J’accélère encore. Je roule de plus en plus vite. J’exulte. Derrière nous il n’y a plus personne. Je donne un brusque coup de volant sur ma droite pour m’engager dans une contre-allée et stationner dans l’obscurité sous de grands arbres, moteur coupé, tous feux éteints. J’attends. Je baisse ma vitre. La nuit est fraîche. Mon cœur sonne le tocsin. Des décharges douloureuses me transpercent le crâne. La moto finit par arriver à toute vitesse pour nous dépasser sans nous voir dans un grand vacarme. Je reprends ma respiration. Le bruit du moteur s’éloigne avant de s’éteindre dans la nuit. Je demande à Mélanie06 de déverrouiller son portable pour désactiver la géolocalisation. Elle m’obéit en riant. J’embrasse sa bouche passionnément.
Au moment où nous arrivons chez moi et que j’avance ma voiture dans le grand garage, j’ai une pensée pour le motard à l’heure qu’il est, fulminant quelque part sur une route entre Nice et Cannes, ou dans un appartement minable à ressasser la perte de sa complice d’infortune et de son pigeon. Je quitte le véhicule, fourbu par ce début de soirée chaotique, mais souriant. La nuit va être longue. J’ordonne à Mélanie06 de baisser les yeux et de me suivre. Elle opère docilement, le regard ailleurs.
Nous passons en revue le mur d’outils pour rejoindre le fond du garage. J’ouvre la porte métallique dont je détiens l’unique clé. Je lui demande de se déshabiller. Elle s’exécute sans un mot. Elle ne porte pas de sous-vêtements. Elle est magnifique. Je la laisse s’enfoncer lentement dans la pénombre de la pièce sans fenêtre. Je lui bande les yeux avant d’allumer la rangée de néons et de refermer la porte derrière nous.
Pauvre petite chose qui comptait sans doute m’amener à lui délivrer mes codes de cartes de crédit, ou pire encore, me contraindre à vider mon coffre.

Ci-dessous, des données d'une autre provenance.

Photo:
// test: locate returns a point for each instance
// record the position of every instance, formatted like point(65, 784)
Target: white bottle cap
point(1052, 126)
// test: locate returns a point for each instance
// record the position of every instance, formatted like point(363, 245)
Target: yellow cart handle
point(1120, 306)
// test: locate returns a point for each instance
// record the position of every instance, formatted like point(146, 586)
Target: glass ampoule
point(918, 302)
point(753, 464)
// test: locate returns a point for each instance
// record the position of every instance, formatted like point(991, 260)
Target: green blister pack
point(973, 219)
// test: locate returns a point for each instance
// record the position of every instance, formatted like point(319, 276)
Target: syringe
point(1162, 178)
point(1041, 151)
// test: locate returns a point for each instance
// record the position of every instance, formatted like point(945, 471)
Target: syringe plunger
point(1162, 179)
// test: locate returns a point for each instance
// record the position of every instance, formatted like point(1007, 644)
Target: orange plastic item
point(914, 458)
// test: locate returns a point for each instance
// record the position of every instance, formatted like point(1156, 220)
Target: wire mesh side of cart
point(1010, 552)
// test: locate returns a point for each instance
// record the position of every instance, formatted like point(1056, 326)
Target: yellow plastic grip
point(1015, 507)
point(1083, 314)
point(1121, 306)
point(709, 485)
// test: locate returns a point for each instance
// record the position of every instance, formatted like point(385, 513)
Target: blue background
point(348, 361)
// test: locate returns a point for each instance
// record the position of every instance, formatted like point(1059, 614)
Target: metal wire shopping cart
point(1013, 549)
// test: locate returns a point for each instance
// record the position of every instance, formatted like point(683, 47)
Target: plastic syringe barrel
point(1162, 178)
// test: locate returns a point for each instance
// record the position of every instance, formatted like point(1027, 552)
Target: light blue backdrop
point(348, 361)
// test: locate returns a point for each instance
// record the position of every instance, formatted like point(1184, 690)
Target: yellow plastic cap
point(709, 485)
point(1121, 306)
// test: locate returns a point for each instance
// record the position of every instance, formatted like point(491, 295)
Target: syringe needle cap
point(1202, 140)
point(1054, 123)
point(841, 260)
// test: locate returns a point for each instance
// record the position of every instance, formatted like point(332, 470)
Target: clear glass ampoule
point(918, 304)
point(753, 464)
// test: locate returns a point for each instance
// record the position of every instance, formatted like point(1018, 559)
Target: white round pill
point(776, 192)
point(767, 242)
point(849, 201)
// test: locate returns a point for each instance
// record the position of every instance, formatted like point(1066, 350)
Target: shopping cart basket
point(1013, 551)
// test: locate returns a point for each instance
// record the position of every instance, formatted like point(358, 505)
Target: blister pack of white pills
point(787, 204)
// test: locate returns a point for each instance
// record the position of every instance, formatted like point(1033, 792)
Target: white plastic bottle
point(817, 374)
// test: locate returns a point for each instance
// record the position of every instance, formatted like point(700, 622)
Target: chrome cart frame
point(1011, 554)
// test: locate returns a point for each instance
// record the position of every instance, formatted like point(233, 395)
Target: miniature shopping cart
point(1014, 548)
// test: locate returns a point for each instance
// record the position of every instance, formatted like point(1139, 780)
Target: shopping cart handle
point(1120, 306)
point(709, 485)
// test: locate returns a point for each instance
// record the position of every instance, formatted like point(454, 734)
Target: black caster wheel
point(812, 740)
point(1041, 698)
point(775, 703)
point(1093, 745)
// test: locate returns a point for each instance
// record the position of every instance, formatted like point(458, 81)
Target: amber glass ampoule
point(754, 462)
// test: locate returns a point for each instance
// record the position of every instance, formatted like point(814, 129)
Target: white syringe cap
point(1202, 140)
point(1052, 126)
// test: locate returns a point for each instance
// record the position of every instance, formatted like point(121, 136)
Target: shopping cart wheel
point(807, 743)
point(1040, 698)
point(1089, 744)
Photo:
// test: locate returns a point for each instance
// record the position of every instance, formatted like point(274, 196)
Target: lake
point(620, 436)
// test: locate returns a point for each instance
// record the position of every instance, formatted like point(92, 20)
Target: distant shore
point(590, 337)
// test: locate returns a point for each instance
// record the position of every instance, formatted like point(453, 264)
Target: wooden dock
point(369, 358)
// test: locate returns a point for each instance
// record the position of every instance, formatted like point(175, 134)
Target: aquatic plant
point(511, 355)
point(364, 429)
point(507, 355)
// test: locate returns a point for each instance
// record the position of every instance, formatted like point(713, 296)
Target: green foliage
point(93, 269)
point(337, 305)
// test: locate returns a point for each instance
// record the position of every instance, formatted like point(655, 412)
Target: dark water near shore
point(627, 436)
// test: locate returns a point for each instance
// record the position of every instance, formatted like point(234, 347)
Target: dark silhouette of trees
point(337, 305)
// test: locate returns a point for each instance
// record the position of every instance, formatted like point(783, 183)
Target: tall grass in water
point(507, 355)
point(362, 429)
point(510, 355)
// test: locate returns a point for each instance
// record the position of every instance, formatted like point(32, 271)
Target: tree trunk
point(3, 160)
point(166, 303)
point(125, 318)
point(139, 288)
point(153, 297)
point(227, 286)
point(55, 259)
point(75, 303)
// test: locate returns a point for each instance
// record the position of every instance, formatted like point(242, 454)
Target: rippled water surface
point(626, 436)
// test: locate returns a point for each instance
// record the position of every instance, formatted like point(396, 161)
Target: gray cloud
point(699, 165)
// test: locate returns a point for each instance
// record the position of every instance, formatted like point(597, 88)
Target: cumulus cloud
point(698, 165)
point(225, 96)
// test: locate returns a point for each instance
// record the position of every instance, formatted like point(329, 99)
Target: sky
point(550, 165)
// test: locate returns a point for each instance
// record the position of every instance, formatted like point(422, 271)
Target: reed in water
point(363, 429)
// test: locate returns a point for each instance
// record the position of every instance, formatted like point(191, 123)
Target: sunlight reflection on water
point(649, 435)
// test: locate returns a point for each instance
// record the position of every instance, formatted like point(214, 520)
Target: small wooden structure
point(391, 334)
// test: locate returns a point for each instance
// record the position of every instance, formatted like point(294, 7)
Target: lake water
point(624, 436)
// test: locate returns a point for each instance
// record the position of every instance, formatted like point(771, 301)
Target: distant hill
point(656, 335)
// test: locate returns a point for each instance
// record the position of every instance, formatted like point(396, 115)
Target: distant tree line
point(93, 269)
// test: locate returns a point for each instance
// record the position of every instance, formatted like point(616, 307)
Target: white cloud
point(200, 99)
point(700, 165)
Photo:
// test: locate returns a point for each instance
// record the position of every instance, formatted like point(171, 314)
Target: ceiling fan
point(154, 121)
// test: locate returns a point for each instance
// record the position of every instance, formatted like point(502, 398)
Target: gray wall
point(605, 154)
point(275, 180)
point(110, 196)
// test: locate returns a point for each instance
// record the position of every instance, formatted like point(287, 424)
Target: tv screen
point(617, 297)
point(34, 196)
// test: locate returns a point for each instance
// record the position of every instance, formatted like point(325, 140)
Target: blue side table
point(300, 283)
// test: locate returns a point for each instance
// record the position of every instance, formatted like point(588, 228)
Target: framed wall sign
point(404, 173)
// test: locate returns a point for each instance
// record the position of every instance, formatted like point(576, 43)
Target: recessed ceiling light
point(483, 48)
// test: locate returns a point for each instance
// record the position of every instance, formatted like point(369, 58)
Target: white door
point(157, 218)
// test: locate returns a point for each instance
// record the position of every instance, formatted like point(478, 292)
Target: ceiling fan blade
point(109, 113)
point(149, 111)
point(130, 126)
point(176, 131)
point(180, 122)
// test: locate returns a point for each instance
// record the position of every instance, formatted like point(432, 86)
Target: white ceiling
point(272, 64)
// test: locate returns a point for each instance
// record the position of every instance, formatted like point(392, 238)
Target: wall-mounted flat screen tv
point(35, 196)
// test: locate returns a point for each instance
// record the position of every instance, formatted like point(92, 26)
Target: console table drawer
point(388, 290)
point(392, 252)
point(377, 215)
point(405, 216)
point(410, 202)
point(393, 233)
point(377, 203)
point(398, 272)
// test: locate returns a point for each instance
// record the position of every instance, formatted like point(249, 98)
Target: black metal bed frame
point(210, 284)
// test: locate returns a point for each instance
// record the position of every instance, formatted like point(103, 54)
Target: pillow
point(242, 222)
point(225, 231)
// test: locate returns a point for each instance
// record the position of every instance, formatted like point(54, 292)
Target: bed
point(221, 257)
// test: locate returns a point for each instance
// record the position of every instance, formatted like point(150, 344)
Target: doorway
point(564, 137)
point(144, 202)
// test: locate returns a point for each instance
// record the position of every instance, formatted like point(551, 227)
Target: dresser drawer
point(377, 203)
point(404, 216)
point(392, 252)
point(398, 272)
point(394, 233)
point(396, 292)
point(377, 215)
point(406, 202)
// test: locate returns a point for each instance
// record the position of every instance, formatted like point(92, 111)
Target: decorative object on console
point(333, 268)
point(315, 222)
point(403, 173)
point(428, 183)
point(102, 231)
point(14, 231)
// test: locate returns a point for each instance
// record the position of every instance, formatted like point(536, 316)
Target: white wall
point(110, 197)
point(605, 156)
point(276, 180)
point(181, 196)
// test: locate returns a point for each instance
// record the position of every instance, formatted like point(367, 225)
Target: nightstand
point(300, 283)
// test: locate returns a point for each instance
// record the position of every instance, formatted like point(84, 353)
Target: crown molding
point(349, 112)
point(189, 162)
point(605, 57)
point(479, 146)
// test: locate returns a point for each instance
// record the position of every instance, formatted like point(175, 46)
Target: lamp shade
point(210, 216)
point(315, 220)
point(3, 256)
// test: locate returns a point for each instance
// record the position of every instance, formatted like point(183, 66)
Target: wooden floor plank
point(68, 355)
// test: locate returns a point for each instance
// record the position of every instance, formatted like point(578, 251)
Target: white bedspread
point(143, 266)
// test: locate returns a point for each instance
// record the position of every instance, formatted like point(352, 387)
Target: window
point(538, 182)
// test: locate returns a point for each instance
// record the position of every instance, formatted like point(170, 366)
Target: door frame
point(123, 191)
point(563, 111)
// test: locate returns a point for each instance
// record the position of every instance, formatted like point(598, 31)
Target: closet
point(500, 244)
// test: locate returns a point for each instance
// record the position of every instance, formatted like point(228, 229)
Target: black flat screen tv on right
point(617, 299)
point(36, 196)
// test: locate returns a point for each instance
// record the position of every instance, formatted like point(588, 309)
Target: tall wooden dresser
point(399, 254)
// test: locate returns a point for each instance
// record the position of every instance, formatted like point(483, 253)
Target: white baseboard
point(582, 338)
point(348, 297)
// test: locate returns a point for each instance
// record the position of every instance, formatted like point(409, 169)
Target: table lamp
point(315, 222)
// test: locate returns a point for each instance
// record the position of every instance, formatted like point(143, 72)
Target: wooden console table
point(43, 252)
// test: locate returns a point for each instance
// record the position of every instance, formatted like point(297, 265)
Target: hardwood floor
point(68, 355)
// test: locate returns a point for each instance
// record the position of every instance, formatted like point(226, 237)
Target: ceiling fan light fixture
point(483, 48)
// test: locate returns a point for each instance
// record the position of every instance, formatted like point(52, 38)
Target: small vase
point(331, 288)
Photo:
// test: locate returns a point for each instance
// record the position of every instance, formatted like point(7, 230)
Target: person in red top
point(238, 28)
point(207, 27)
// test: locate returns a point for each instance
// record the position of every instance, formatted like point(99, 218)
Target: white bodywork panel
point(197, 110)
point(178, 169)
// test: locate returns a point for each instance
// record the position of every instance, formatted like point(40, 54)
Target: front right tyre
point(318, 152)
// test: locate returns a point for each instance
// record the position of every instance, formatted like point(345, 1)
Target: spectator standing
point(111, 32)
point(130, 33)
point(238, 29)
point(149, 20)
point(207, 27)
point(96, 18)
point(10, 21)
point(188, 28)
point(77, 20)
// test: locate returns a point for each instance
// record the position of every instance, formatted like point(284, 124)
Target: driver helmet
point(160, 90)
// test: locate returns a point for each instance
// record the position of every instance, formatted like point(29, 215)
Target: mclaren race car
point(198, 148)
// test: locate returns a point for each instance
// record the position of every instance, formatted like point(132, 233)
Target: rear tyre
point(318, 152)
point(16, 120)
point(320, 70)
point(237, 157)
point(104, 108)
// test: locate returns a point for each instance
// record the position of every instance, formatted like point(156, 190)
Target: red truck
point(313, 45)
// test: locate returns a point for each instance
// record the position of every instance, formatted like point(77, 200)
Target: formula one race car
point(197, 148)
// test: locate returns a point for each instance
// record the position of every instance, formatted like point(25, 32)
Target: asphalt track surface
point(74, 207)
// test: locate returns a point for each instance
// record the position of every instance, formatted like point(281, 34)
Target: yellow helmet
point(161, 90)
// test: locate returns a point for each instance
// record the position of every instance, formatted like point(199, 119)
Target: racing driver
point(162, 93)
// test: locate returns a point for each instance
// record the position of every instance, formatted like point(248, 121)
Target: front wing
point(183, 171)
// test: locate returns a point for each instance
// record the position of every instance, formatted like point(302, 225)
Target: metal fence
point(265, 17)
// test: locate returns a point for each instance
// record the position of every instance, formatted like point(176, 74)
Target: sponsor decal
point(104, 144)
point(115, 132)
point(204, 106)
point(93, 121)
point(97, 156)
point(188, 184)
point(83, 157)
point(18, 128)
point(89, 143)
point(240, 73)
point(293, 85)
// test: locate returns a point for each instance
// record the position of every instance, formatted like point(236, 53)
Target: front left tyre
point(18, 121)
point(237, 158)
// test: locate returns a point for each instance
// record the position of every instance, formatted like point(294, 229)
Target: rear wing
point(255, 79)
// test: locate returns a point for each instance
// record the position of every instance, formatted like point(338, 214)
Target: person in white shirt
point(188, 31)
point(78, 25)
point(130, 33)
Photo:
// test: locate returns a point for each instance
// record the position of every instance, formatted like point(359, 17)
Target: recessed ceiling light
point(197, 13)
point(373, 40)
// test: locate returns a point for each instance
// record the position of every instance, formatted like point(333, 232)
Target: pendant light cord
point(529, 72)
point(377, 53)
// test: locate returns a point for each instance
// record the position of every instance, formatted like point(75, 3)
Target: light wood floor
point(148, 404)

Pour la première fois, il s’en est fallu de peu pour que l’histoire ne se retourne contre moi, celle de « l’arroseur arrosé ». J’aurais pu ne pas me méfier, venir ajouter mon nom à la liste de tous ceux ayant subi le même sort : drogués, violentés pour se faire vider leur compte en banque sans dépôt de plainte, trop honteux de s’être fait piéger par une petite pute recrutée sur internet… Mais les événements en ont décidé autrement. Elle ne pouvait pas se douter que le GHB et ses dérivés font partie de mon quotidien depuis son apparition et que ma femme chérie, sans le savoir, en a testé toutes les versions. Elle ne peut d’ailleurs plus s’en passer. Une drogue de synthèse suprême, mélange subtil d’antalgiques, de divers ingrédients secrets et de GHB, un breuvage introuvable sur le marché, une préparation inodore et sans saveur, désinhibante à souhait mais sans endormissement possible, indécelable dès le lendemain, sans autre conséquence malheureuse qu’une partie du cerveau grillée définitivement. Je ne le sais que trop bien… ma douce épouse, mon ange, mon cœur, mon amour écervelé… Je pense toujours à elle à ce moment-là, l’imaginant à moitié nue dans ses draps de soie rose pendant que j’attache l’autre contre le mur.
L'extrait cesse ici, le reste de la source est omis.